How do you make sure your physical therapy clinic business plan can work?

Introduction

As a physical therapist in private practice for yourself, you’ve worked hard to build a solid reputation, a solid clientele and a solid practice. As you know, there are only so many hours each day. So how can you build and manage a practice and work hard to build a solid financial future as well? How do you make sure your physical therapy clinic business plan can work?

Unfortunately, if you’re not careful, all your hard work can still result in more loss than profit, more financial drain than gain; that’s why we’ve put together this article. This article is an overview of the basic tools and procedures that a private practice professional would use to maximize his or her economic well-being and quality of life.

This summary is distilled from decades of research and experience in the area of personal economics and finance and gives the reader a direct solution for handling any area of financial duress or improving one’s general financial condition.

You work hard to build a practice you can be proud of; however, taking care of your personal finances as well can become a full-time job! It doesn’t have to be-this guide can help!

Part 1

In Part 1, we discuss what we call the “barriers to prosperity.” In order to get an understanding of how to achieve financial prosperity, success, and abundance as a private practice owner, we first must understand and delineate exactly what we’re up against in our modern economy.

Part 2

Part 2 focuses on the engine to your wealth: your clinic. Since it is (or should be) the largest and riskiest asset you own, it is imperative that you not only maximize the gross income of your physical therapy practice but also the gross profit. There are 8 major areas that determine the gross income and profit in a physical therapy clinic and we’ll cover those in detail.

Part 3

Part 3 is called “Your Household is a Business” for one very good reason: it is! In much the same way you learn to gain greater control over your practice finances in chapter 2, you will learn to do the same for your household financial situation in this chapter.

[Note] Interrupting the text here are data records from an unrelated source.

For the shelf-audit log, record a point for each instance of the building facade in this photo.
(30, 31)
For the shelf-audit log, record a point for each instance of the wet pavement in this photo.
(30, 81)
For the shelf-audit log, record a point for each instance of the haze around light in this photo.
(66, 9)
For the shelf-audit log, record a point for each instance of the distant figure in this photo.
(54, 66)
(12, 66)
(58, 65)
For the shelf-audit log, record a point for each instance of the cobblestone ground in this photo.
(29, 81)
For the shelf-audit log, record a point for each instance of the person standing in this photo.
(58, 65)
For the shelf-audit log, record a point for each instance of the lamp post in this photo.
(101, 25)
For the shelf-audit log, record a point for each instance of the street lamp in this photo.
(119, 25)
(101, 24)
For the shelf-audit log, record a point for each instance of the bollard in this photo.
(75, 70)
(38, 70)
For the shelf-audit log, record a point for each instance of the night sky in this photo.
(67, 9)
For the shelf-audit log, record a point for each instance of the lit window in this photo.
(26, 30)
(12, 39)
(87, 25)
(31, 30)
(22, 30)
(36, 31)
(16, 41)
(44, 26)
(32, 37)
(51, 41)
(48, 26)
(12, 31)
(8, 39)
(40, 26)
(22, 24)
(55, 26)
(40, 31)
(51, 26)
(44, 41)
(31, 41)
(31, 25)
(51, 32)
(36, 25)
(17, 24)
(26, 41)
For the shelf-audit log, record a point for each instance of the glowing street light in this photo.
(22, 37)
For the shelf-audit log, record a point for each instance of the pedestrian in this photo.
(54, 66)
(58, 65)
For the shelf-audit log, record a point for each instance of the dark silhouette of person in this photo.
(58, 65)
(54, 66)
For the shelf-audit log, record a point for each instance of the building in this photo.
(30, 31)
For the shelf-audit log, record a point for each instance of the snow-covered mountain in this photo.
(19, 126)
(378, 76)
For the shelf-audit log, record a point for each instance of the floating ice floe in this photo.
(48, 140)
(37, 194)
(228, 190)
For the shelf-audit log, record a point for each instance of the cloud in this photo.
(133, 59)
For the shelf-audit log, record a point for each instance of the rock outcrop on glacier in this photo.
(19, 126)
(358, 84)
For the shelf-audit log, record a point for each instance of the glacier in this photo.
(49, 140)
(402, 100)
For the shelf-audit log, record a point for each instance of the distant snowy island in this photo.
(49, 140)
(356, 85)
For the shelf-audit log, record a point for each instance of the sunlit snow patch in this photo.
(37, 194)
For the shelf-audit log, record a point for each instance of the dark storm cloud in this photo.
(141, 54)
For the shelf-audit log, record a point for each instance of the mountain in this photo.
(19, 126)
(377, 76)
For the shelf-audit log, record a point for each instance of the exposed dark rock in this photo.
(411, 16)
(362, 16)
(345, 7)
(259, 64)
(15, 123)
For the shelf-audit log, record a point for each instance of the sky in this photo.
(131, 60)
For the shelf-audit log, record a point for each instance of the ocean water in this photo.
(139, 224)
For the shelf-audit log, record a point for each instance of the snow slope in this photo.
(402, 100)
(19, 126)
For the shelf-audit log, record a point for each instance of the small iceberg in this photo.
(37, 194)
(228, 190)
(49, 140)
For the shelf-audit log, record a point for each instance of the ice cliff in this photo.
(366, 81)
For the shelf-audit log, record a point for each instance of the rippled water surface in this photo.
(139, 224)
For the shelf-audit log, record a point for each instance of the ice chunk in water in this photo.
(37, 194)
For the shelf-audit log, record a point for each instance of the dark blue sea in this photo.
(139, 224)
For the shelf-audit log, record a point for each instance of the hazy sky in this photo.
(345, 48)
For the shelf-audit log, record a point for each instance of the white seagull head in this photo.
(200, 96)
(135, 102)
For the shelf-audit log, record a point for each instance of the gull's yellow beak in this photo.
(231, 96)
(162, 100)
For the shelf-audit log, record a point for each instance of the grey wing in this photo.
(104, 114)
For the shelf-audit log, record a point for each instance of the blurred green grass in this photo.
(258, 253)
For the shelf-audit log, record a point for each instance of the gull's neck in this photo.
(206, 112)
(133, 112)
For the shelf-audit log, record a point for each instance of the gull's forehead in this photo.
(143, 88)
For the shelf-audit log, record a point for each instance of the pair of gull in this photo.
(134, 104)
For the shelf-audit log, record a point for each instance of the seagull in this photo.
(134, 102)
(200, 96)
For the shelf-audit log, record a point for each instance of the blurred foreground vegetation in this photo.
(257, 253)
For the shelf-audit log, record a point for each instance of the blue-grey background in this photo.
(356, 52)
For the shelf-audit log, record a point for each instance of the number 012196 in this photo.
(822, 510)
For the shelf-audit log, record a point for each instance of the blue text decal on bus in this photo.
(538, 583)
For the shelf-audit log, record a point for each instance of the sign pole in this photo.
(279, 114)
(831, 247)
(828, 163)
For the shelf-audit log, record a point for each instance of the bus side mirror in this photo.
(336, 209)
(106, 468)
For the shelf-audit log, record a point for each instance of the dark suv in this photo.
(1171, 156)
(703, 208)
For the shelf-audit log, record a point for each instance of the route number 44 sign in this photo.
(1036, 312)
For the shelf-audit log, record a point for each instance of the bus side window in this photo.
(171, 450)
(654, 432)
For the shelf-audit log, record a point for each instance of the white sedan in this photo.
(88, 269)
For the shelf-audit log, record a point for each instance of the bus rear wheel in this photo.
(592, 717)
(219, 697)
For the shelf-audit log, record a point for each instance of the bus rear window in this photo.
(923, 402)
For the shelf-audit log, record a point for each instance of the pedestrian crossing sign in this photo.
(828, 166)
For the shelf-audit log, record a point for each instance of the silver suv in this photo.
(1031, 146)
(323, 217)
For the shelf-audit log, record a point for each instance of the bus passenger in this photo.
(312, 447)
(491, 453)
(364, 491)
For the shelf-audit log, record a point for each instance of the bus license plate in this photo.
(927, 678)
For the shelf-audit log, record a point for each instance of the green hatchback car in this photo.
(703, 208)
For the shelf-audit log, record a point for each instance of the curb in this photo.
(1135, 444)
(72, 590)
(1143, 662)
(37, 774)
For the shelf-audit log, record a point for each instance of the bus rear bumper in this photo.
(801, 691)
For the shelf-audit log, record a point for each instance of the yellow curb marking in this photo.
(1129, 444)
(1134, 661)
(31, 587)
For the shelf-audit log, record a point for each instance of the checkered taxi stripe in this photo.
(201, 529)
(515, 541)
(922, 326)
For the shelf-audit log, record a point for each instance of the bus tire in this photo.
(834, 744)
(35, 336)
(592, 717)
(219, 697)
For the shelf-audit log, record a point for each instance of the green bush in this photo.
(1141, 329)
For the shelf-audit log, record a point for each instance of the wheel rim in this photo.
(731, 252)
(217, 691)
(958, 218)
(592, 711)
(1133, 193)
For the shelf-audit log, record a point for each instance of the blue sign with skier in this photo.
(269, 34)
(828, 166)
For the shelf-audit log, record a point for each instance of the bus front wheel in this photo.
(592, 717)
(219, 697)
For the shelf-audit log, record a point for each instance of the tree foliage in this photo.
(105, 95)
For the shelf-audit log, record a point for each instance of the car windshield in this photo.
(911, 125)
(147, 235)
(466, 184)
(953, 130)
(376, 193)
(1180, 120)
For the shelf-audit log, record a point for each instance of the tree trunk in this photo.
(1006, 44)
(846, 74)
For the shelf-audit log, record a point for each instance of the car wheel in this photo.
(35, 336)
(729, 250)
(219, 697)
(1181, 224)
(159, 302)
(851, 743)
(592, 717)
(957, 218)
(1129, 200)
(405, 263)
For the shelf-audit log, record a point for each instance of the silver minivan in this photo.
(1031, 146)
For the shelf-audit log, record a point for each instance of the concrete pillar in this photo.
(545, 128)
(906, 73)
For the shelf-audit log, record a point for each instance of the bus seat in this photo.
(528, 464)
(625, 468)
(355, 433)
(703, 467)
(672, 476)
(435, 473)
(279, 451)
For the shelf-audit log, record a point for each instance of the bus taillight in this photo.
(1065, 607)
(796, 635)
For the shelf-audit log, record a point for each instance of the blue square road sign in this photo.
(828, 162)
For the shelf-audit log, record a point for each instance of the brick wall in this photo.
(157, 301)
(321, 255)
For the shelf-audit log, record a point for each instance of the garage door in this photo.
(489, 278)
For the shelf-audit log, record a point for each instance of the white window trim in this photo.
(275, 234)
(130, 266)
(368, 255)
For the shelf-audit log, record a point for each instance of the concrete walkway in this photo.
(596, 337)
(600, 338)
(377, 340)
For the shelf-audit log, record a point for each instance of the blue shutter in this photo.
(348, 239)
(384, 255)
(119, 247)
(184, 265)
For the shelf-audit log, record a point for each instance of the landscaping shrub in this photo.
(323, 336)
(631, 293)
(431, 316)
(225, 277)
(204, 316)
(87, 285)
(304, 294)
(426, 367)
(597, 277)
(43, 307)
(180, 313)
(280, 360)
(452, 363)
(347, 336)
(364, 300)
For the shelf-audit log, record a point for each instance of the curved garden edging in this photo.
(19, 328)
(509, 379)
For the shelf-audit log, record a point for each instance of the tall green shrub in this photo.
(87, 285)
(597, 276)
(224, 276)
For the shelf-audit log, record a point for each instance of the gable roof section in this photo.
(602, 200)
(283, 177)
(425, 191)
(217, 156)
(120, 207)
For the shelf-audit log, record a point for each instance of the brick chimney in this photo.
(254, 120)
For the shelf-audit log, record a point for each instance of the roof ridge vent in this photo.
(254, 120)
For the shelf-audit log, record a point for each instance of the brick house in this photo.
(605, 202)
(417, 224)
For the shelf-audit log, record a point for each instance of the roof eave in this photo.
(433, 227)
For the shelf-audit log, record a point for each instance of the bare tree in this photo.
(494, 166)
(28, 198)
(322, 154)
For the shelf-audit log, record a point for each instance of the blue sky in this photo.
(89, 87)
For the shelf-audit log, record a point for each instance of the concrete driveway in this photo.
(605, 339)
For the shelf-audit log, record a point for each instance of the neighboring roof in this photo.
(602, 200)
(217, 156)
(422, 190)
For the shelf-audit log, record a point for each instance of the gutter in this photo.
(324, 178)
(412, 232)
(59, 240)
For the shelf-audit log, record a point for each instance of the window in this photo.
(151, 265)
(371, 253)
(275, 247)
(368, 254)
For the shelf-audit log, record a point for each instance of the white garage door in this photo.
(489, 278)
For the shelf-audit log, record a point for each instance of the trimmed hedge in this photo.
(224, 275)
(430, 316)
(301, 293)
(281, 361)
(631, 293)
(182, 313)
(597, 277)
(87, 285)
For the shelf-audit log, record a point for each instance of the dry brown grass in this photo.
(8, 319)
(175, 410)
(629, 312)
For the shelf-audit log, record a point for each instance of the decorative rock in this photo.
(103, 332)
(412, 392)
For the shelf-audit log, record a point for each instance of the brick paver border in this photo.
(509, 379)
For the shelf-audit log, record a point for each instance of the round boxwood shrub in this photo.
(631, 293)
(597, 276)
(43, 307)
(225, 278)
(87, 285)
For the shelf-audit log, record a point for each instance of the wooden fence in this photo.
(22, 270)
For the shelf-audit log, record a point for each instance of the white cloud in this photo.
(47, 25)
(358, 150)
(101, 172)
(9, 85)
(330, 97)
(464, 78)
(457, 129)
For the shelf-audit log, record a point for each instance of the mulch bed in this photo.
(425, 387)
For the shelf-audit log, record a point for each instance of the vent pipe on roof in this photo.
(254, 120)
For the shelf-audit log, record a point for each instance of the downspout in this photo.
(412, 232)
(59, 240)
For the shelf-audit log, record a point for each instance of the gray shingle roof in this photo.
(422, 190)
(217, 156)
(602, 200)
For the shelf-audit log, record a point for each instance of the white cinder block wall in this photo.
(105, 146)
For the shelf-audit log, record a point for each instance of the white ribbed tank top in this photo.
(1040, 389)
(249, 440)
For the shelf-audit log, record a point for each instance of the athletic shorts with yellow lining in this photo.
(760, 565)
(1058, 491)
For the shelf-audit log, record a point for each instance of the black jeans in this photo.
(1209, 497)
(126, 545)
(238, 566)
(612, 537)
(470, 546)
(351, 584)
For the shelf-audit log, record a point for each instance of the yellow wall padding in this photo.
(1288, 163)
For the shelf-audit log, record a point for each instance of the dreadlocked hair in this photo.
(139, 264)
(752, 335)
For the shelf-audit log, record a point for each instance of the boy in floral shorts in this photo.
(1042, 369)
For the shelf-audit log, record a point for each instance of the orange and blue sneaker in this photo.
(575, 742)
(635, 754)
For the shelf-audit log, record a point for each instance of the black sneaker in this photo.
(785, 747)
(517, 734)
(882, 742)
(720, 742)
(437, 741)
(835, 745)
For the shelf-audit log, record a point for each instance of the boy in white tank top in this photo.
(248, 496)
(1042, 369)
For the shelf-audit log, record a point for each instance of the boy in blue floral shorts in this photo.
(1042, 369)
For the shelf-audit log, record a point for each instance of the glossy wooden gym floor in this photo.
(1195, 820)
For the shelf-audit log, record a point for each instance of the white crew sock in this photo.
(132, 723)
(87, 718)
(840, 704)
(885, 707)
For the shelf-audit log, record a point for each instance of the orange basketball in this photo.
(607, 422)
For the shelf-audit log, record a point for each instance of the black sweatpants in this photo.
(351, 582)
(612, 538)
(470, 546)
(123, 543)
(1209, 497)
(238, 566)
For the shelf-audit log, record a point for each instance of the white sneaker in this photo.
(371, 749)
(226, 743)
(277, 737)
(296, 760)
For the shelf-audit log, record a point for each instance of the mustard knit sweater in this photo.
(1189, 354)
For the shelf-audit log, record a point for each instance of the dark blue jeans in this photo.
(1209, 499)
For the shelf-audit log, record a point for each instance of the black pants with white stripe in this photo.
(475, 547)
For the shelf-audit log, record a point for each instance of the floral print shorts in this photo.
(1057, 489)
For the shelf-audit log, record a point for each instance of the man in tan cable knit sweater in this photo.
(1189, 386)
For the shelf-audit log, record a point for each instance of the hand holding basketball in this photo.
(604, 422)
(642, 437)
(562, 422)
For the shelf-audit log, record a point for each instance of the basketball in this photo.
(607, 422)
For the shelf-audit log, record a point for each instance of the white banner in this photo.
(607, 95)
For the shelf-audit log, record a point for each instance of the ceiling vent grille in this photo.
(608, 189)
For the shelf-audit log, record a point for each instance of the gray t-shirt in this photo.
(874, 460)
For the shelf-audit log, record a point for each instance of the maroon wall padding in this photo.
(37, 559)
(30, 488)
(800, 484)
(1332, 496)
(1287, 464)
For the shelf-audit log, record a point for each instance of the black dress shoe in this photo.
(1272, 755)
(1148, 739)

Part 1 – The Barriers to Prosperity

Part 1

The Barriers to Prosperity

Before starting any journey, it’s important to make sure the route you’re ready to travel is free of obstacles, debris, potholes, roadblocks and other assorted barriers to your progress.

Likewise, before we undertake this journey to create a more financially responsible, ultimately more successful you, it is important to identify the barriers to prosperity that, like potholes, promise to give you a bumpy ride if you don’t; a) spot them early on, and b) take great pains to avoid them as they approach.

To say that we are working harder and making less these days is, perhaps, the understatement of the year. Often we tend to blame this on some blanket excuse like “the economy,” but it is more than just one central barrier impeding our success. In fact, there are several factors that are working against us every day, whether we’re actually aware of them or not.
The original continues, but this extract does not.